Preheat the oven to 350 and butter and flour a 9" round baking pan or springform pan.

Peel, core, and dice the pears, and toss in a small bowl with 2 tsp of the lemon juice. Set aside.

Sift together the flours, baking soda and powder, salt, and spices. Set aside.
Mix the yogurt and milk with the remaining tsp of lemon juice (it will curdle; that's okay). Set aside.

In the bowl of an electric mixer, cream the butter and sugars until very light and fluffy. Add the eggs one at a time, beating well after each. Add the vanilla extract and blend in.

Beat in half the flour mixture at low speed, then the yogurt mixture, then the rest of the flour mixture.

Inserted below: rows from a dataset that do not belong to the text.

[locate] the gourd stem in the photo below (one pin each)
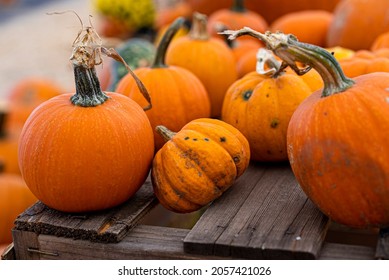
(159, 60)
(198, 30)
(88, 91)
(238, 6)
(290, 50)
(165, 132)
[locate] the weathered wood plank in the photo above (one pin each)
(143, 242)
(268, 217)
(336, 251)
(25, 244)
(9, 253)
(382, 250)
(103, 226)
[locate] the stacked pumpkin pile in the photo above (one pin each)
(194, 107)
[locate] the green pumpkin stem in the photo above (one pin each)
(238, 6)
(290, 50)
(199, 30)
(165, 132)
(159, 60)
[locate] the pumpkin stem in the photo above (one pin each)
(198, 30)
(159, 60)
(290, 50)
(238, 6)
(267, 64)
(165, 132)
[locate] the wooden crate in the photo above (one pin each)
(265, 215)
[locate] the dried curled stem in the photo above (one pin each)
(290, 50)
(88, 50)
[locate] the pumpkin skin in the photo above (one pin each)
(357, 23)
(172, 89)
(86, 151)
(309, 26)
(364, 62)
(340, 164)
(260, 107)
(210, 59)
(15, 197)
(337, 141)
(198, 164)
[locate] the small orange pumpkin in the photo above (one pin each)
(209, 58)
(261, 105)
(15, 197)
(89, 150)
(198, 164)
(178, 95)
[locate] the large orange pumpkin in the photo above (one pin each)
(198, 164)
(15, 197)
(210, 59)
(178, 96)
(89, 150)
(337, 138)
(25, 96)
(357, 23)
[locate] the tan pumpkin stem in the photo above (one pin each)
(290, 50)
(198, 30)
(165, 132)
(159, 60)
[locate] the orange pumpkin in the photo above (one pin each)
(261, 105)
(198, 164)
(89, 150)
(337, 141)
(15, 197)
(25, 96)
(364, 62)
(237, 16)
(210, 59)
(8, 145)
(178, 96)
(380, 42)
(309, 26)
(357, 23)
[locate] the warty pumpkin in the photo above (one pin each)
(357, 23)
(15, 197)
(178, 95)
(198, 164)
(210, 59)
(337, 138)
(87, 151)
(260, 105)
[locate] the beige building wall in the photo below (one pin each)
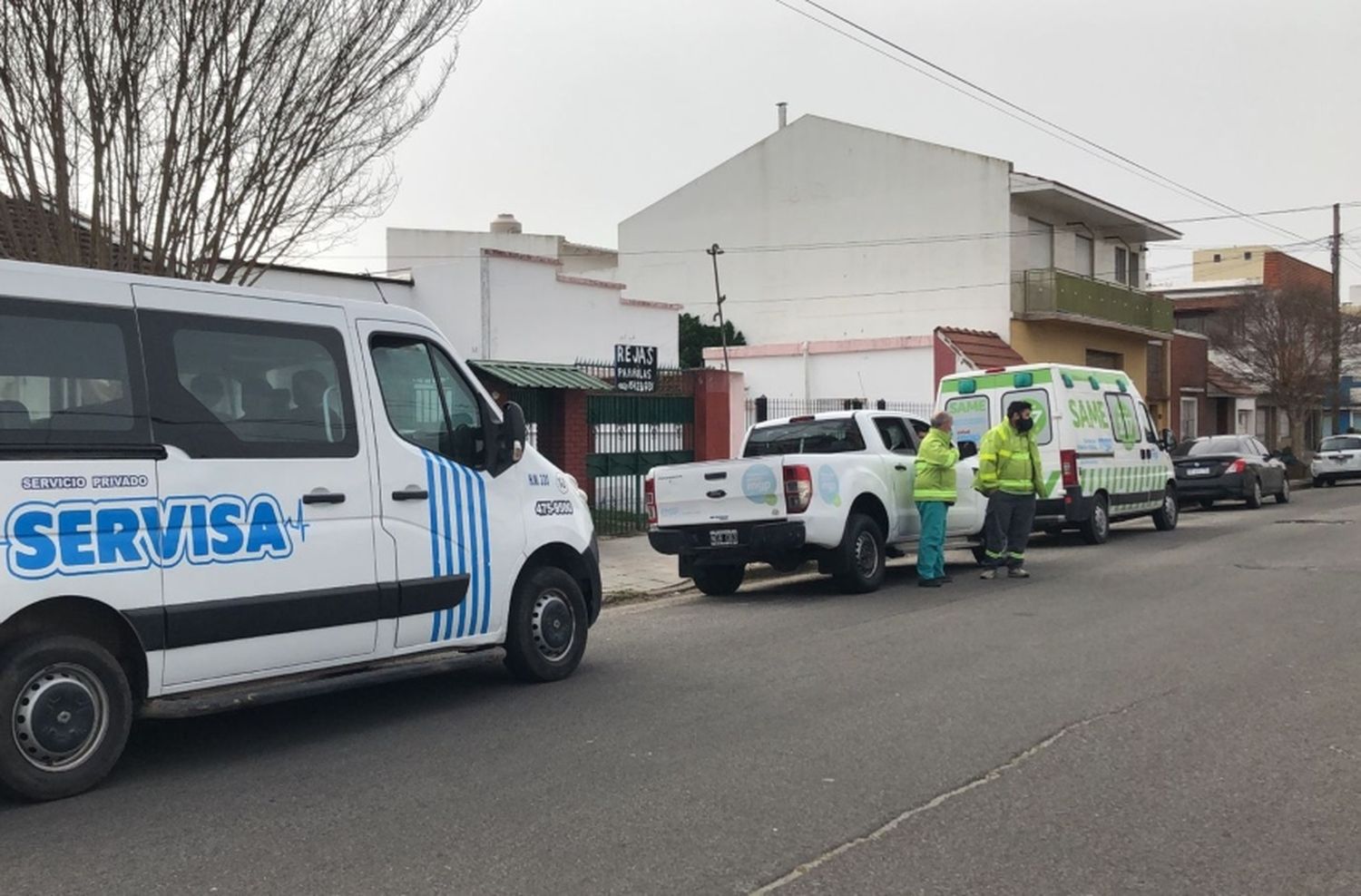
(1233, 263)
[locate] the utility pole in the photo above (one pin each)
(713, 252)
(1337, 318)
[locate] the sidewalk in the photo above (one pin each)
(629, 567)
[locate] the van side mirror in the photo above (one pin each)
(512, 434)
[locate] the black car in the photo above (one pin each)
(1229, 468)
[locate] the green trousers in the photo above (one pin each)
(931, 547)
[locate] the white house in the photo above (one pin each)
(844, 249)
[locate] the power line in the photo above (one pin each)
(1107, 152)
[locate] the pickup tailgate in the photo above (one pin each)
(745, 490)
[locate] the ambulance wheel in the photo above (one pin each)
(68, 713)
(1097, 528)
(862, 561)
(547, 626)
(720, 580)
(1165, 517)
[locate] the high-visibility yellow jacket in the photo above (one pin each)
(1009, 461)
(935, 468)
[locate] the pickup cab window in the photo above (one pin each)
(895, 434)
(806, 437)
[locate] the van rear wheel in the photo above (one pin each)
(1097, 526)
(547, 626)
(68, 710)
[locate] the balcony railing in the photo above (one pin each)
(1048, 291)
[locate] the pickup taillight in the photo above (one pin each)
(798, 488)
(1069, 461)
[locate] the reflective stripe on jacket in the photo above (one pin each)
(935, 468)
(1009, 461)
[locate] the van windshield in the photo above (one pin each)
(808, 437)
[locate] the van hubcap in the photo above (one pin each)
(554, 627)
(60, 716)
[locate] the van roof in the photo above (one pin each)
(357, 307)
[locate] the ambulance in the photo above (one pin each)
(214, 496)
(1102, 457)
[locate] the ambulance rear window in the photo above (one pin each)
(65, 377)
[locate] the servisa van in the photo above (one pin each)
(1102, 457)
(214, 493)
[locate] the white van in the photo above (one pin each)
(1102, 457)
(215, 495)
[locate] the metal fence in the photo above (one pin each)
(632, 433)
(764, 408)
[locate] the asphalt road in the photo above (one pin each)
(1172, 713)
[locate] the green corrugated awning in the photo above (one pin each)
(528, 375)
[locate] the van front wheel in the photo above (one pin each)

Spoon half the batter into the baking pan and smooth the top. Top with the pears (scattered evenly over the batter) and half of the crumble topping (below). Cover with the rest of the batter and then the rest of the crumb topping.

Bake 50 minutes or until done. Cool in the pan on a wire rack. If using a springform pan, remove the sides after cake has cooled for 20 minutes.

Crumble Topping/Filling

1/2 C all purpose flour
1/2 C rolled oats
1/2 C brown sugar
1/2 tsp ground cinnamon
1/4 tsp ground cardamom
pinch nutmeg
2/3 cup pecans
4 T butter (soft)
1/4 C milk

Put all ingredients in the bowl of a food processor and pulse until well blended and the nuts are chopped. This will be thick and sticky, not dry Use a fork to drop clumbs of it all over the top of the coffee cake before baking.


I followed the recipe's instructions to place 1/2 the batter in the pan, then add the fruit, sprinkle with half the crumble topping (that's what the odd-looking dark bits in the middle are, in the photo, above), then top with the rest of the batter and the rest of the crumble. Next time:

1) I'll use a little more pear (some of mine was mushy and had to be tossed, so I ended up with less than expected) and fold it into the batter rather than putting it all in the middle.

2) I'll make less crumble topping and only use it on top.

3) I'll use a metal baking pan. I used my large, glass, deep-dish pie pan for this, 'cause something else was in the metal pan I should have used (don't remember what, but the glass pan was option #2). This meant it baked longer, even at a slightly higher temp, and the bottom and top got darker than they probably should be by the time the middle was done.

This coffee cake was delicious, though. I ate way too much of it, without a single regret. I'll definitely consider making it again, when a year or so has passed and I've forgotten the damage it contributed to my end-of-year weigh-in.